Roberto ha avviato il dibattito facendo un interessante confronto tra l’approccio anglosassone e quello europeo nell’interpretare le regole. Notava come, nel mondo anglofono, le regole dei GDR sono spesso trattate con una flessibilità simile a quella dei sistemi di common law, dove la pratica e i precedenti hanno il peso di plasmare l’interpretazione. In particolare, nei circoli indie dei GDR, i giochi vengono progettati per essere esperienze ripetibili, con regole da seguire alla lettera come intese dall’autore. Tuttavia, al di fuori di questa nicchia, la maggior parte dei tavoli tende a trattare le regole come linee guida, adattabili alle circostanze.
Roberto ha evidenziato come nel sistema anglosassone, le leggi fungano da quadro di riferimento, ma siano le sentenze a definire come vengono applicate. Questo ricorda molto l’abitudine dei master di gioco di modificare le regole in base alla pratica, creando un sistema che evolve in base alle esigenze dei giocatori. La flessibilità è fondamentale, e ciò permette di consolidare un modo di giocare che si adatta a ciò che il tavolo trova più efficace.
Al contrario, nella tradizione di civil law, predominante in Europa e in Italia in particolare, c’è molta più rigidità. Roberto ha spiegato che questa mentalità influenza anche l’approccio dei giocatori italiani ai regolamenti dei GDR. Qui ogni modifica deve passare per un processo formale, esattamente come accade per le leggi. Ha citato l’esempio di Eroica Evoc, dove i giocatori non si limitano a modificare le regole a loro piacimento, ma chiedono all’autore di cambiare il regolamento per tutti. Questo approccio, radicato nella necessità di uniformità, può portare a frustrazioni, soprattutto quando i singoli vorrebbero più libertà di personalizzazione.
Roberto ha espresso il suo disappunto per questa rigidità, trovando ironico che, nonostante il sistema legale formale, gli italiani riescano sempre a trovare modi per aggirare le norme. Applicare lo stesso approccio rigido ai GDR, per lui, non ha senso: perché passare attraverso il processo ufficiale di modifica delle regole, quando ogni tavolo potrebbe adattarle come preferisce?
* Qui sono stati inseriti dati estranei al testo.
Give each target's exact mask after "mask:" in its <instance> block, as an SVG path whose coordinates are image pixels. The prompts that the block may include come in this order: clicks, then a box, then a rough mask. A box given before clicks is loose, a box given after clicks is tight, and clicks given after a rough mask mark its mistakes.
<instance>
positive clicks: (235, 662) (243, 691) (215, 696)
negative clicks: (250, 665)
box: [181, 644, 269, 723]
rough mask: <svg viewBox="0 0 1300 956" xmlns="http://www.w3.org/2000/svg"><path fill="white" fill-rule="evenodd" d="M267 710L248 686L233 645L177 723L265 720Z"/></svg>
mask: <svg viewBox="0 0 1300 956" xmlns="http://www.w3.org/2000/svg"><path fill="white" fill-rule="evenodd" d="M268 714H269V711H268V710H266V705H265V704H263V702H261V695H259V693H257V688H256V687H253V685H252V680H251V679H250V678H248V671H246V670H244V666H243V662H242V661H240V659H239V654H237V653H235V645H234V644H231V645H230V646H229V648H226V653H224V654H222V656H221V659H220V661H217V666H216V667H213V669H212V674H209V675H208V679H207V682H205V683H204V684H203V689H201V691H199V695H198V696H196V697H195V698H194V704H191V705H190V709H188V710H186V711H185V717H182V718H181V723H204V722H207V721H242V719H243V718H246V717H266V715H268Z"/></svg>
Secondo lui, un approccio più flessibile, simile a quello della common law, renderebbe i giochi più fluidi e godibili.
Invernomuto ha poi fatto un interessante paragone con il rugby, uno sport tipicamente anglosassone. Nel rugby, l’arbitro ha un’enorme discrezionalità nell’interpretare e applicare le regole in tempo reale, e le sue decisioni sono finali e incontestabili. Contrariamente ad altri sport, l’arbitro nel rugby spiega apertamente le sue decisioni ai giocatori e al pubblico, utilizzando un microfono per garantire trasparenza. Questo forte potere arbitrale riflette il ruolo del master di gioco nei GDR, dove le decisioni possono essere finali e non aperte a discussione, un concetto lontano dalla cultura italiana, dove ogni regola viene discussa e contestata.
Invernomuto ha anche portato un esempio specifico legato ai GDR, confrontandolo con un bug famoso in Elder Scrolls, dove i giocatori potevano sfruttare una meccanica del gioco per rubare senza essere scoperti mettendo un secchio sulla testa di un PNG. Ha paragonato questo a una regola obsoleta presente in uno dei giochi di Roberto, che pur essendo un “vezzo”, è ormai considerata parte integrante del sistema e non viene cambiata, proprio come il bug diventato famoso.
BICrumw ha concluso il discorso, condividendo il suo accordo con gli altri e sottolineando come la rigidità di alcune comunità GDR porti a una sorta di mentalità chiusa. Ha richiamato la sua esperienza nel rugby, notando come in quel gioco non sia sempre la palla al centro dell’attenzione, un concetto che riflette un approccio più fluido e adattivo, sia nello sport che nei giochi.
Alla fine, la discussione ha evidenziato un profondo divario culturale su come le regole dei GDR vengono trattate. La tradizione anglosassone consente una pratica dinamica e in evoluzione, mentre quella europea, soprattutto in Italia, pone un’enfasi sulla struttura e l’emendamento formale.